Als die Umgebung des Kalterer Sees nach starken Niederschlägen oftmals überschwemmt war, hatte man sich im Jahr 1242 dazu entschieden, einen künstlichen Abzugsgraben anzulegen. Dieser mündete bei Vill (Gemeinde Neumarkt) in die Etsch. Bei einem Rückstau ergoss sich das Etschwasser dann allerdings in den Kalterer See, weshalb man die Mündung weiter nach Süden verlagerte. Dies führte aufgrund eines zu geringen Gefälles aber nicht zum gewünschten Erfolg. Daher hatte man sich unter der Regierungszeit von Kaiserin Maria Theresia nach einer weiteren großen Überschwemmung dazu entschlossen, einen 20 Kilometer langen und fünf Meter breiten Abzugsgraben zu errichten, der bei San Michele in die Etsch mündet. Der Graben ist noch heute zu sehen und wird „Großer Graben“ bezeichnet. Wer Interesse hat, kann auch noch den ersten Graben besichtigen, welcher „Alter Graben“ bezeichnet wird.

Sagenhaftes Südtirol – die Sage vom Kalterer See

In ganz Südtirol existieren unzählige Sagen. Vor allem die Bergwelt der Dolomiten und die Ehrfurcht der Menschen vor den Naturgewalten hat dafür gesorgt, dass es nahezu zu jedem Berggipfel, Ort oder auch See eine eigene Sage gibt. Hier bildet der Kalterer See natürlich keine Ausnahme.

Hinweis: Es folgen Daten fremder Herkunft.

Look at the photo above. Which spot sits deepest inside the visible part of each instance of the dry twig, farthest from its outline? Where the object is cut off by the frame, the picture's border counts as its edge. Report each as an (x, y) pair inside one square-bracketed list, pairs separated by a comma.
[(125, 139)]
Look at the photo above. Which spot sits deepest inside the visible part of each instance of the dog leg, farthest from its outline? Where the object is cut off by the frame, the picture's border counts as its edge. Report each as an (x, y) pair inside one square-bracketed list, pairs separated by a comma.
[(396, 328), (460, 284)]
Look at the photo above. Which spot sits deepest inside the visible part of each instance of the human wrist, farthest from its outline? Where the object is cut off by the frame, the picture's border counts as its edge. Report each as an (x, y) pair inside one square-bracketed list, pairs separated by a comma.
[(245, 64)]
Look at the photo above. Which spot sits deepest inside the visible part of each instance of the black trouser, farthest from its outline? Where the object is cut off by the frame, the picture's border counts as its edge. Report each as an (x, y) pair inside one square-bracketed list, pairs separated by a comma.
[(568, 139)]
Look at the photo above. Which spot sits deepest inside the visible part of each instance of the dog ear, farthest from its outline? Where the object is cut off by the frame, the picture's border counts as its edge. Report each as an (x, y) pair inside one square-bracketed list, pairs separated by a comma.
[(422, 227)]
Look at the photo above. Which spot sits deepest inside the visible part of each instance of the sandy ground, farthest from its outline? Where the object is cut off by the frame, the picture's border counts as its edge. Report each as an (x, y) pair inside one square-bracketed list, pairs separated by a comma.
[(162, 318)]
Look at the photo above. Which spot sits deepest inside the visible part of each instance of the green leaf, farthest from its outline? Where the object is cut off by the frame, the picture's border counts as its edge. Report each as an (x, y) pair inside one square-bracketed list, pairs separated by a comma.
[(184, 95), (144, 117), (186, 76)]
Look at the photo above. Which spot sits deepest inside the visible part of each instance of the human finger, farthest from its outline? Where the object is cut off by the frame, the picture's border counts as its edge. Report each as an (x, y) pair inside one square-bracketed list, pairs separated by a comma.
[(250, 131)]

Eine Sage berichtet, dass sich an dem Platz, an dem sich heute der Kalterer See befindet, einmal eine Stadt befunden haben soll. Allerdings waren die Bewohner dieser Stadt sehr boshaft und alles andere als barmherzig. Eine Ausnahme bildete allerdings eine Familie. Bei dieser Familie machte Jesus Christus Rast, als er mit seinen Jüngern unterwegs war. Aufgrund der Armut der Familie konnte der ältere Mann Jesus und seinen Jüngern lediglich Wasser anbieten, weshalb Petrus in der Stadt bei den Einwohnern um Essen gebeten hatte. Doch keiner der Bewohner hatte auch nur ansatzweise Bereitschaft gezeigt, das Brot zu teilen. Jesus soll darüber so erbost gewesen sein, dass er das Wasser verschüttete, welches sich sofort in einen reißenden Strom verwandelte und die Stadt überschwemmte. Dadurch entstand der Sage nach der Kalterer See, in dem dann der gutmütige ältere Mann fischen konnte und daraufhin reich wurde.